See Panopticon Blog on case and on the discontinuance of the claim.

  1. Smith & Other v TalkTalk Telecom Group Plc [2022] EWHC 1311 (QB)

A claim under the Data Protection Act 1998 and tort of misuse of private information, following a mass data breach. The case concerned three applications:

  • For strike out of the misuse of private information claim and references to unconfirmed breaches in the particulars;
  • For permission to amend the particulars of claim in light of the case Warren v DSG Retail Ltd [2021] EWHC 2168 (QB); and
  • An application for further information.

The misuse of private information claim was dismissed. Although the claim had been repleaded to focus on “acts” rather than “omissions” (in an attempt to avoid the consequences of the Warren decision), the Judge followed his own decision in Warren, holding that the action was, in substance, a claim in negligence and that creating a situation of vulnerability to third party data theft was not a claim in missue of private information.  There was an Inforrm post on the case and a two part discussion of the issues here and here. See also the Panopticon Blog on case.

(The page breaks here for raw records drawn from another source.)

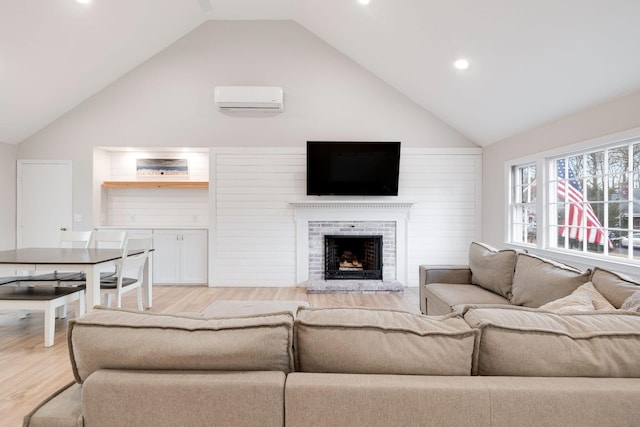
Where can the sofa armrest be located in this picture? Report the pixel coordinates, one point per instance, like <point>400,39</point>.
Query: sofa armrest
<point>452,274</point>
<point>184,398</point>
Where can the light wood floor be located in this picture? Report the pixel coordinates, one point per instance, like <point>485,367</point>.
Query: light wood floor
<point>30,372</point>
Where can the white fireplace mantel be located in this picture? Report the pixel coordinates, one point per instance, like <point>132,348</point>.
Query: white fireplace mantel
<point>350,210</point>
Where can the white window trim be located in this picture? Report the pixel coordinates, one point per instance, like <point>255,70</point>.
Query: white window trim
<point>577,259</point>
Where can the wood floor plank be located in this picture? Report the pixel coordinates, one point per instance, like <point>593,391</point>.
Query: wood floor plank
<point>30,372</point>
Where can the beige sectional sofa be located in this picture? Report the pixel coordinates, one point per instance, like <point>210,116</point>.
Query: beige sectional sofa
<point>350,367</point>
<point>514,278</point>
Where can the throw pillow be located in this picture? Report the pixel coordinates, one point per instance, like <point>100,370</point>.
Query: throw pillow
<point>632,303</point>
<point>614,286</point>
<point>492,269</point>
<point>538,281</point>
<point>573,303</point>
<point>599,301</point>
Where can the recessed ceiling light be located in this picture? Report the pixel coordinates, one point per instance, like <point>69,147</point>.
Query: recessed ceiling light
<point>461,64</point>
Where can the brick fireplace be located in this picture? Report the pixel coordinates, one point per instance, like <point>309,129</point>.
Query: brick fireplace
<point>315,220</point>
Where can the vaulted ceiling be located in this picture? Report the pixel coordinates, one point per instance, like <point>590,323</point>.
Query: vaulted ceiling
<point>531,62</point>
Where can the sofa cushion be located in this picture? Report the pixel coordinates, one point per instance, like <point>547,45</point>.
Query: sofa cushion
<point>632,303</point>
<point>376,341</point>
<point>585,298</point>
<point>119,339</point>
<point>572,303</point>
<point>442,297</point>
<point>517,341</point>
<point>492,269</point>
<point>538,281</point>
<point>614,286</point>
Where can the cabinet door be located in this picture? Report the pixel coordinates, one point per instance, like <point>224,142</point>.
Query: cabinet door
<point>194,256</point>
<point>166,256</point>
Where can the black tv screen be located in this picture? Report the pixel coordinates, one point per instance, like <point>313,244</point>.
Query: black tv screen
<point>352,168</point>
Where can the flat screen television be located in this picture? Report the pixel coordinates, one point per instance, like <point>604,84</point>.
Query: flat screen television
<point>352,168</point>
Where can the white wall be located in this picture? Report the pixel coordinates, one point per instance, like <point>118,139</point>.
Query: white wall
<point>8,155</point>
<point>253,240</point>
<point>168,101</point>
<point>609,118</point>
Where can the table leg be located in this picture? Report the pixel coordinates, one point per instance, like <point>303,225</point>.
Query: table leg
<point>147,286</point>
<point>93,287</point>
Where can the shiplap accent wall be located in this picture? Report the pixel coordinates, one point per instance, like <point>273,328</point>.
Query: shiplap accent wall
<point>254,241</point>
<point>157,207</point>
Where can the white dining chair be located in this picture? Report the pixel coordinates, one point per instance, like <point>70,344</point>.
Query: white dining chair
<point>119,284</point>
<point>108,239</point>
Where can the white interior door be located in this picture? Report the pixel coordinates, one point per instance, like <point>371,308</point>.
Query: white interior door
<point>44,202</point>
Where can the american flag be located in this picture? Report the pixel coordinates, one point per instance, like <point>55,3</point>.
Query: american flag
<point>580,217</point>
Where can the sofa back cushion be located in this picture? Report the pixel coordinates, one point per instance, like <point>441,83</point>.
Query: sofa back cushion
<point>538,281</point>
<point>119,339</point>
<point>376,341</point>
<point>517,341</point>
<point>492,269</point>
<point>614,286</point>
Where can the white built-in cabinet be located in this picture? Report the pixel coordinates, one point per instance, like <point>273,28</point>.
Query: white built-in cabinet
<point>180,257</point>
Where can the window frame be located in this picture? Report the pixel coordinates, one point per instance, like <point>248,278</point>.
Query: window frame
<point>543,161</point>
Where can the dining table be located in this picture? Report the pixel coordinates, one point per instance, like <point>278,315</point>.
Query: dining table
<point>91,261</point>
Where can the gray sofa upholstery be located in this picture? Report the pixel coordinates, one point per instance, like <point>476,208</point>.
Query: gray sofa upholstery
<point>497,365</point>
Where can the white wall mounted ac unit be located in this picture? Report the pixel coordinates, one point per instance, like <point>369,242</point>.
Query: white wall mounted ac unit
<point>249,98</point>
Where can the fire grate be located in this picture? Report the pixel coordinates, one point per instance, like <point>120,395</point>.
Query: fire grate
<point>353,257</point>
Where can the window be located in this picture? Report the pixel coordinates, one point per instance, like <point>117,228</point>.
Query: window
<point>523,211</point>
<point>591,206</point>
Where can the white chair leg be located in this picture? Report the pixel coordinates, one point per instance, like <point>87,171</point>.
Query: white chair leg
<point>49,325</point>
<point>82,303</point>
<point>61,312</point>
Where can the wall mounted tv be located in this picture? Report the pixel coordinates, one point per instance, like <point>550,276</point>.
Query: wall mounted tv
<point>348,168</point>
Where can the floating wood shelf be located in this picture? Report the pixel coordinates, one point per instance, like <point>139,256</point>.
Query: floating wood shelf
<point>155,184</point>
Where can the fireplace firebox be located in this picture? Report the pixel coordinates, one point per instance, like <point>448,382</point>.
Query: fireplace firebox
<point>353,257</point>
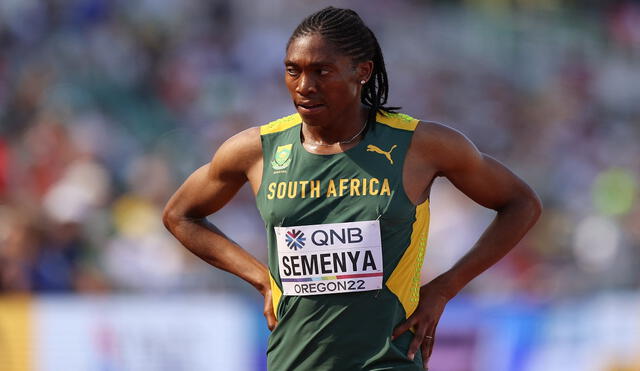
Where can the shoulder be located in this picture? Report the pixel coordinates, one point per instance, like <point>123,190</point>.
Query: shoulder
<point>397,120</point>
<point>280,124</point>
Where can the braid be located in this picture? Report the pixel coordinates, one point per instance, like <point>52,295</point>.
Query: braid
<point>347,32</point>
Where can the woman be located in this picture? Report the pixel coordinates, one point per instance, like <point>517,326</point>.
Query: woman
<point>343,187</point>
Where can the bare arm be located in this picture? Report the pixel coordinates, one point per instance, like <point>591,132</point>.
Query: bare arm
<point>206,191</point>
<point>445,152</point>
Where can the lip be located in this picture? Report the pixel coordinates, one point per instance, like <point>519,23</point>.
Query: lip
<point>309,108</point>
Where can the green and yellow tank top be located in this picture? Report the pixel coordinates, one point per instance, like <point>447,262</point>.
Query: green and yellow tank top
<point>345,248</point>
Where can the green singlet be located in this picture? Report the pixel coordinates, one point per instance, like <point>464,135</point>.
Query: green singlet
<point>302,195</point>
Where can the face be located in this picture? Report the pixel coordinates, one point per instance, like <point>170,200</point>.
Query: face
<point>324,84</point>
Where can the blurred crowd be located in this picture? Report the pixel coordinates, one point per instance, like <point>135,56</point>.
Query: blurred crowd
<point>107,106</point>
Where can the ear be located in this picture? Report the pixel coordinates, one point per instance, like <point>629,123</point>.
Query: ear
<point>364,70</point>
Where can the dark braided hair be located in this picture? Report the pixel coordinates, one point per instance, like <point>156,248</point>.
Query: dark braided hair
<point>347,32</point>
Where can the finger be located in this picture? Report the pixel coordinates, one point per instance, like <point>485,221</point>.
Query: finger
<point>415,344</point>
<point>426,347</point>
<point>402,328</point>
<point>272,322</point>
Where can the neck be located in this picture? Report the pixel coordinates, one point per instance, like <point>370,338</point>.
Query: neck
<point>344,128</point>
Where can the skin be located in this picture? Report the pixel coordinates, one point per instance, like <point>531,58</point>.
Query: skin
<point>317,75</point>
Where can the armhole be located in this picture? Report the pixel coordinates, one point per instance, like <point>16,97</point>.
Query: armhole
<point>264,166</point>
<point>406,155</point>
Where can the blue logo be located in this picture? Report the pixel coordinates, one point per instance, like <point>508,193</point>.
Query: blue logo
<point>295,239</point>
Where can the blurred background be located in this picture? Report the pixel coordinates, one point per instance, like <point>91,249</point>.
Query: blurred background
<point>107,106</point>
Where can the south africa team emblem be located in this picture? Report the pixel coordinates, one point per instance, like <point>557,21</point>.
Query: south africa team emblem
<point>282,159</point>
<point>295,239</point>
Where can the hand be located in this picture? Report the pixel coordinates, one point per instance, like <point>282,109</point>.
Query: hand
<point>268,310</point>
<point>424,321</point>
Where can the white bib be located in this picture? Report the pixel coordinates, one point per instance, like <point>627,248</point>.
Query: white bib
<point>330,258</point>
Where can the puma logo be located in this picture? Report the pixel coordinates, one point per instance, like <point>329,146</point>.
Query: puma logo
<point>387,154</point>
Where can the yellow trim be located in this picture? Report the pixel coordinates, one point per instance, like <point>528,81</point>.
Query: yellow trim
<point>404,282</point>
<point>281,124</point>
<point>15,334</point>
<point>276,294</point>
<point>398,121</point>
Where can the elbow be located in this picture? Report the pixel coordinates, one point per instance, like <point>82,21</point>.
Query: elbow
<point>526,206</point>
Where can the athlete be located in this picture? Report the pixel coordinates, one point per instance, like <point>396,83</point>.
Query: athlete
<point>343,188</point>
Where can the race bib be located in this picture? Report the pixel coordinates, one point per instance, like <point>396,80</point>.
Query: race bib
<point>330,258</point>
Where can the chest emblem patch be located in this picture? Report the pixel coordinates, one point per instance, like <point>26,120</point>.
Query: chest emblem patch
<point>282,159</point>
<point>376,149</point>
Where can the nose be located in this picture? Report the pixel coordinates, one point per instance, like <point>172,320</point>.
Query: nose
<point>306,85</point>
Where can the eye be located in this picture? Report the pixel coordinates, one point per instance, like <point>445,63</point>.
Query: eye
<point>291,71</point>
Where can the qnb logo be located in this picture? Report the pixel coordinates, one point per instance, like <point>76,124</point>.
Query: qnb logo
<point>295,239</point>
<point>332,236</point>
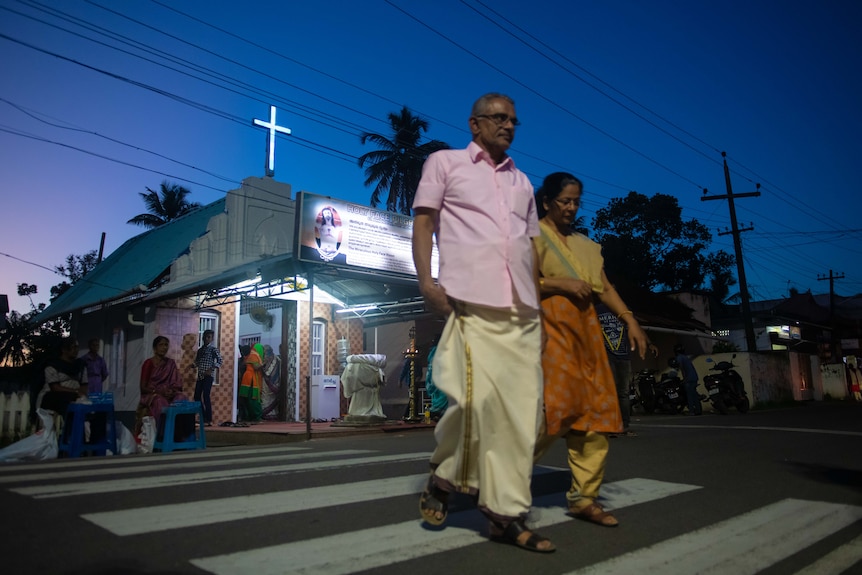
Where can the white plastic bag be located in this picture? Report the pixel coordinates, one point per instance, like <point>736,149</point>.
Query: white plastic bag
<point>126,444</point>
<point>148,434</point>
<point>41,445</point>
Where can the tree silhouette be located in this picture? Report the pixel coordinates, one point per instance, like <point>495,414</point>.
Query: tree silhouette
<point>648,245</point>
<point>395,169</point>
<point>163,206</point>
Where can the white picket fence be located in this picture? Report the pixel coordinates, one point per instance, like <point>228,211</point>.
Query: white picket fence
<point>14,416</point>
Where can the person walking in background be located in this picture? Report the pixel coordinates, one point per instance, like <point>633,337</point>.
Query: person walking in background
<point>269,392</point>
<point>487,359</point>
<point>439,403</point>
<point>615,336</point>
<point>207,360</point>
<point>97,369</point>
<point>249,390</point>
<point>65,379</point>
<point>689,380</point>
<point>580,395</point>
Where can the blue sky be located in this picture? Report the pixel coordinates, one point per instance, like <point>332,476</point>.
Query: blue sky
<point>102,99</point>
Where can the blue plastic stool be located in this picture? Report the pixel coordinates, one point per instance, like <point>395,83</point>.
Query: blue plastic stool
<point>198,440</point>
<point>72,440</point>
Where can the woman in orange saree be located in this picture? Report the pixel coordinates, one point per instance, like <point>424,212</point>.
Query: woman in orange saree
<point>580,396</point>
<point>250,408</point>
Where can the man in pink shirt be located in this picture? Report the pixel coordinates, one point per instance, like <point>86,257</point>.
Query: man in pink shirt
<point>482,209</point>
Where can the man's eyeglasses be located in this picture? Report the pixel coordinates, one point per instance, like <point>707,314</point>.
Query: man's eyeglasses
<point>500,119</point>
<point>568,202</point>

This case was the final nail in the coffin of mass data breach claims on CFAs supported by ATE insurance (as these are not available in data protection cases).  Unless forming part of group litigation, data breach claims are likely to be transferred to the small claims track (see Stadler v Currys Group Limited [2022] EWHC 160 (QB)).

  1. Owsianik v. Equifax Canada Co.2022 ONCA 813

An appeal arising out of three separate class actions in which the plaintiffs sought to apply the tort of inclusion upon seclusion in “data breach” cases.  The Ontario Court of Appeal held that on the facts as pleaded, the defendants did not do anything that could constitute an act of intrusion or invasion into the privacy of the plaintiffs. The intrusions alleged were committed by unknown third-party hackers, acting independently from, and to the detriment of, the interests of the defendants.  The defendants’ alleged fault was their failure to protect the plaintiffs by unknown hackers which could not be transformed into an invasion by the defendants of the plaintiffs’ privacy.

This decision in Ontario is consistent with the approach of the English court in Case No.9.  There were case comments by Blakes and McCarthy Tetrault.